Lebih dari sekadar aman, menurutnya, bajaj juga mampu menghadirkan pengalaman yang menyenangkan. Bentuknya yang unik dan berbeda dari kendaraan lain justru menjadi daya tarik tersendiri bagi anak-anak.
Dalam kegiatan ini, bajaj tidak hanya berfungsi sebagai alat transportasi, tetapi juga menjadi media edukasi, hiburan, dan sarana membangun kepercayaan diri anak-anak untuk beraktivitas di ruang publik.
Fleksibilitas ukuran Bajaj yang mampu menjangkau area sempit dan permukiman padat semakin memperkuat perannya sebagai solusi transportasi yang adaptif di perkotaan.
“Kegiatan ini juga jadi bukti kalau bajaj ini adalah kendaraan yang multifungsi. Selian untuk dijadikan transportasi harian, bajaj juga cocok untuk kegiatan sosial, edukasi, wisata, hingga mendukung mobilitas komunitas inklusif,” terangnya.
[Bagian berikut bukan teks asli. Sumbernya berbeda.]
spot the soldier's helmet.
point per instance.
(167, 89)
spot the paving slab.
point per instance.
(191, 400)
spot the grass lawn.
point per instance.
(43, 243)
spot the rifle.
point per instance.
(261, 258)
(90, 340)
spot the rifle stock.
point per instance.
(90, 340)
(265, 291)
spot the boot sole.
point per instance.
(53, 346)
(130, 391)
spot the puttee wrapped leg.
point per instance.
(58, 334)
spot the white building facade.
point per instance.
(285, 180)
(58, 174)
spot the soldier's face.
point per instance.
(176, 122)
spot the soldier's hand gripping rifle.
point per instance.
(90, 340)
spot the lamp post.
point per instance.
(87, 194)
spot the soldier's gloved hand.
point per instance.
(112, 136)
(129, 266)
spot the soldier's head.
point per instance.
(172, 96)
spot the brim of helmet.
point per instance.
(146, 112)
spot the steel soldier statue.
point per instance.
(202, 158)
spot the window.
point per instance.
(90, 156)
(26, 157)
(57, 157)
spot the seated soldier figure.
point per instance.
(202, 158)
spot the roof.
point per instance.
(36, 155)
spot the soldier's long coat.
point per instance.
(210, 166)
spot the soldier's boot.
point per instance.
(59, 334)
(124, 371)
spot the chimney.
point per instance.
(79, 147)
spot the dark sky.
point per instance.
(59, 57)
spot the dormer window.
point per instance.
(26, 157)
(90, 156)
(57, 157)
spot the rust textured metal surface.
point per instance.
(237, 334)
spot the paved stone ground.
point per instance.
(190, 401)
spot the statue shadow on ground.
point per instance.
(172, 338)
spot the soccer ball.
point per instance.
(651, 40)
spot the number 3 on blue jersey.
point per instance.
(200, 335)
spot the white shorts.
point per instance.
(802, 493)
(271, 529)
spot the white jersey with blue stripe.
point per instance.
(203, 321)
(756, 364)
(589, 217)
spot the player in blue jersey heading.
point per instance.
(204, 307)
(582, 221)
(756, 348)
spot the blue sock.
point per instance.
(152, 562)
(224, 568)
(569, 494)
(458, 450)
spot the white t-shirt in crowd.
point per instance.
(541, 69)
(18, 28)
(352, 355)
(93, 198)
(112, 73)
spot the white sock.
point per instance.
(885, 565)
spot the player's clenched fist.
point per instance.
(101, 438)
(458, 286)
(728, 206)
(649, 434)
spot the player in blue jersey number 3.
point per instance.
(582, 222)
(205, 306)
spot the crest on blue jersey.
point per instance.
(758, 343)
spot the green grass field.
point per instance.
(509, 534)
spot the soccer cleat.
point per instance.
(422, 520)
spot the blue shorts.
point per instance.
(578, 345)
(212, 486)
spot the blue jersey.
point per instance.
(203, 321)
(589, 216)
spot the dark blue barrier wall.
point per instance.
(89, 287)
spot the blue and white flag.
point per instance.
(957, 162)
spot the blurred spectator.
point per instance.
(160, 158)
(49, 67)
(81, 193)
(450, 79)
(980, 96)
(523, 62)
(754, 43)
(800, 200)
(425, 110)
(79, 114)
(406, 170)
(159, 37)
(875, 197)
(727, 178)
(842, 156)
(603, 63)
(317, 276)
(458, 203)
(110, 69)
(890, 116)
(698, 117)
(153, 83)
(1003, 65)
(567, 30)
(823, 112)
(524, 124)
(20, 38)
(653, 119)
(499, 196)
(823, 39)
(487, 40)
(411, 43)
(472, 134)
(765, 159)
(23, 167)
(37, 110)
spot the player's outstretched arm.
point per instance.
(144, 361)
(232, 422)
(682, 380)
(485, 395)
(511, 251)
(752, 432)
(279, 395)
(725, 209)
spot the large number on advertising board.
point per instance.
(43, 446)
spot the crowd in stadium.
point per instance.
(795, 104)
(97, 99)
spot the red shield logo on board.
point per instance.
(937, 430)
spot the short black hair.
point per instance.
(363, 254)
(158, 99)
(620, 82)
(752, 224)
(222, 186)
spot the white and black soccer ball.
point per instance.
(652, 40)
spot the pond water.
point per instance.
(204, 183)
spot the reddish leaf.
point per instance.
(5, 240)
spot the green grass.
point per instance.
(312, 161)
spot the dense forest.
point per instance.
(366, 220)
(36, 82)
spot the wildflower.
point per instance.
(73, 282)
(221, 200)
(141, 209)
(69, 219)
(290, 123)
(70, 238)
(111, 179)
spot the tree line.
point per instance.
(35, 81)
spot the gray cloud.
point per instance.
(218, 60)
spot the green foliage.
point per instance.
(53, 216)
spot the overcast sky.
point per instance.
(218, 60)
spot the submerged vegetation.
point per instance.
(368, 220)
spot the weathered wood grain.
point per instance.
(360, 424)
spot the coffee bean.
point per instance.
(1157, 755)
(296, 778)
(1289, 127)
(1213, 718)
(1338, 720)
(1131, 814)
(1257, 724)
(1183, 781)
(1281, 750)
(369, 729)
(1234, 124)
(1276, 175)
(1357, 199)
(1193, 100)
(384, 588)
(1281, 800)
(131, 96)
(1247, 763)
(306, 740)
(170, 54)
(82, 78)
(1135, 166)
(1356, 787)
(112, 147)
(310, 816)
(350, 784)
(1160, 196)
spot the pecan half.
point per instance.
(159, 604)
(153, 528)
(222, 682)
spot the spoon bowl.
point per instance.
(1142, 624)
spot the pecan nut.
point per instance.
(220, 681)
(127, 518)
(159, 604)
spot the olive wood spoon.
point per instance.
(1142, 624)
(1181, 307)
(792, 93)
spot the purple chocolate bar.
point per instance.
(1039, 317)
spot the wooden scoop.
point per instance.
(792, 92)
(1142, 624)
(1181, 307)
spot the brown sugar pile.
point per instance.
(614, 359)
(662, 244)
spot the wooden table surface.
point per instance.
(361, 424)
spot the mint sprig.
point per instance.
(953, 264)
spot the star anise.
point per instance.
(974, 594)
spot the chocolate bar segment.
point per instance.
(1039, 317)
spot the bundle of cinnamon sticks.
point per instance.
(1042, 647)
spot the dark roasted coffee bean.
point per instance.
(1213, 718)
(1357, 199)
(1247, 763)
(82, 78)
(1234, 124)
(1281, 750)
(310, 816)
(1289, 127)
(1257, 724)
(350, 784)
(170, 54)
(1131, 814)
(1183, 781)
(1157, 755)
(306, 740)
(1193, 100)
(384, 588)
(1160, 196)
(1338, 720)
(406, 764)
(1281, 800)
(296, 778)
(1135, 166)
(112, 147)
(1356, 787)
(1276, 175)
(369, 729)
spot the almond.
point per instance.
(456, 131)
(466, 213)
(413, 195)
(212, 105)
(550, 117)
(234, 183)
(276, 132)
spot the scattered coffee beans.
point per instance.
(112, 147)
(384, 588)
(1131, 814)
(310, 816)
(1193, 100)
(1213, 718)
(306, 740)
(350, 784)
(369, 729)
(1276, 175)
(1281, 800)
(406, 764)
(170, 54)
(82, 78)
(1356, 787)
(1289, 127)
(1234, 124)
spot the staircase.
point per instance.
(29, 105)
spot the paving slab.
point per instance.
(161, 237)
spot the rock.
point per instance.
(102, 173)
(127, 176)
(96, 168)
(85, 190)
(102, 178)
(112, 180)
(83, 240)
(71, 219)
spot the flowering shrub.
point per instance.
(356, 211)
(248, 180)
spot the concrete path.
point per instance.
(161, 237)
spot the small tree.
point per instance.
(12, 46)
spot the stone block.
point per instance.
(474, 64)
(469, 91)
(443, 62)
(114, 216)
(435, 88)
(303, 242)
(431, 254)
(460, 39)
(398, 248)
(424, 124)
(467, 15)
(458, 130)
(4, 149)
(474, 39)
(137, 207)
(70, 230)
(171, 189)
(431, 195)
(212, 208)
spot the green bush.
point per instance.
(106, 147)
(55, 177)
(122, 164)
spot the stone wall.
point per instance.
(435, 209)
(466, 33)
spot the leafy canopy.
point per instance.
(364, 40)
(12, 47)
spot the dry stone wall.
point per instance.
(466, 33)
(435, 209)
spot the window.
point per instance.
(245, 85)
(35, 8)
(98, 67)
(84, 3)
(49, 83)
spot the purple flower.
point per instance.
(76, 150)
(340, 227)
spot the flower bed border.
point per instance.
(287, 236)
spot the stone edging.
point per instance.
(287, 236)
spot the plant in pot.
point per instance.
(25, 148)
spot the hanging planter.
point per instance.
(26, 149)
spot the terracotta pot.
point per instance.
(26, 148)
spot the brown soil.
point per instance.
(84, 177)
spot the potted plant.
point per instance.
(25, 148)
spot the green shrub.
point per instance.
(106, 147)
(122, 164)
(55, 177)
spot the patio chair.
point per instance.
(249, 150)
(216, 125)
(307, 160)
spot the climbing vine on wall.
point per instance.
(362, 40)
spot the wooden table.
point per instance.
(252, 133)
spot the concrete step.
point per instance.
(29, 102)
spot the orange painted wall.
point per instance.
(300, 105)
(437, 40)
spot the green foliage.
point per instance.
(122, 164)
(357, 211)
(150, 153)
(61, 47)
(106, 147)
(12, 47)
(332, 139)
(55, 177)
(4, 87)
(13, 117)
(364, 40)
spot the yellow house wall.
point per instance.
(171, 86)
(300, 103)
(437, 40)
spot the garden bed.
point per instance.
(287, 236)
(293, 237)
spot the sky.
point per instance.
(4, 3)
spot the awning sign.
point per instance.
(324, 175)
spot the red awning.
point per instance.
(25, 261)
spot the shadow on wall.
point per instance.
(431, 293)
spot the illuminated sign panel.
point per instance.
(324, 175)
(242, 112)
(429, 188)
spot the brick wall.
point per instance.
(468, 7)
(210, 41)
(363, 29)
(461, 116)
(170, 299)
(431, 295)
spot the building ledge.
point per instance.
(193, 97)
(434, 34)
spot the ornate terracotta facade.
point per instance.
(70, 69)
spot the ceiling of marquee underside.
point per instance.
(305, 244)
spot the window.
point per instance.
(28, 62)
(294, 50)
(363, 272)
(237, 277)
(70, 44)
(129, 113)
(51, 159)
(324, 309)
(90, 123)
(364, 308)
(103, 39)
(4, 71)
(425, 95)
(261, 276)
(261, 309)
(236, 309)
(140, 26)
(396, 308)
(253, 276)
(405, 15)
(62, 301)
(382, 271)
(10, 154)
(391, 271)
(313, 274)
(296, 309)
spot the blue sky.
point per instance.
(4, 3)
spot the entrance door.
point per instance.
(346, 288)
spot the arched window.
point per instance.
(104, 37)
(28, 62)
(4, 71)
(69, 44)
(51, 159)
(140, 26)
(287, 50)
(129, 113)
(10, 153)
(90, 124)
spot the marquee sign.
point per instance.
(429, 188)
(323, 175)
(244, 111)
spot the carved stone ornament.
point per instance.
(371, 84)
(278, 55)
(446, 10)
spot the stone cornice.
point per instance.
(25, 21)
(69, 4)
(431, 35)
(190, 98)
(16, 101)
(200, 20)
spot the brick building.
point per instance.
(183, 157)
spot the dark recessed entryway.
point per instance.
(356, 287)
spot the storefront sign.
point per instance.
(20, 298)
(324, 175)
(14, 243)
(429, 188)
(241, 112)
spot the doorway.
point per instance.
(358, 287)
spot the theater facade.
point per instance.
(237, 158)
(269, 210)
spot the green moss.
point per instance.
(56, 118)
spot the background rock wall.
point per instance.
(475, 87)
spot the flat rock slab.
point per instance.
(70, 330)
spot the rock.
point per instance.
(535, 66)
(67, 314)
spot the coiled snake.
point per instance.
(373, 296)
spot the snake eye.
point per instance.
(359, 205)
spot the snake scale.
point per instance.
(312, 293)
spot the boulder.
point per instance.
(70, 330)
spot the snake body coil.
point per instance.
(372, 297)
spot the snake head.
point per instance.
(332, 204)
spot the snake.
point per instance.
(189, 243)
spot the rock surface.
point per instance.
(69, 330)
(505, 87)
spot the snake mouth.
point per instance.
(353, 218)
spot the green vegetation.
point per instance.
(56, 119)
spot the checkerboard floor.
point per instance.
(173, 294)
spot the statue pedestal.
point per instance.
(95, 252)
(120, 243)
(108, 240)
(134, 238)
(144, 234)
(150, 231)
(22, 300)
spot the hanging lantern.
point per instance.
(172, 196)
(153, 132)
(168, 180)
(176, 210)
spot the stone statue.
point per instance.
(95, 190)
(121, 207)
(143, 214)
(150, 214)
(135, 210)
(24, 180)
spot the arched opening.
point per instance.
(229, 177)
Melalui kegiatan Bajaj Ramah Anak Disabilitas ini, Siva berharap masyarakat semakin memahami bahwa bajaj adalah moda transportasi yang aman, ramah anak, menyenangkan, dan dapat digunakan oleh siapa saja tanpa terkecuali.
Inisiatif ini juga menjadi langkah nyata dalam mendorong terciptanya lingkungan yang inklusif serta transportasi publik yang lebih humanis di kota Semarang.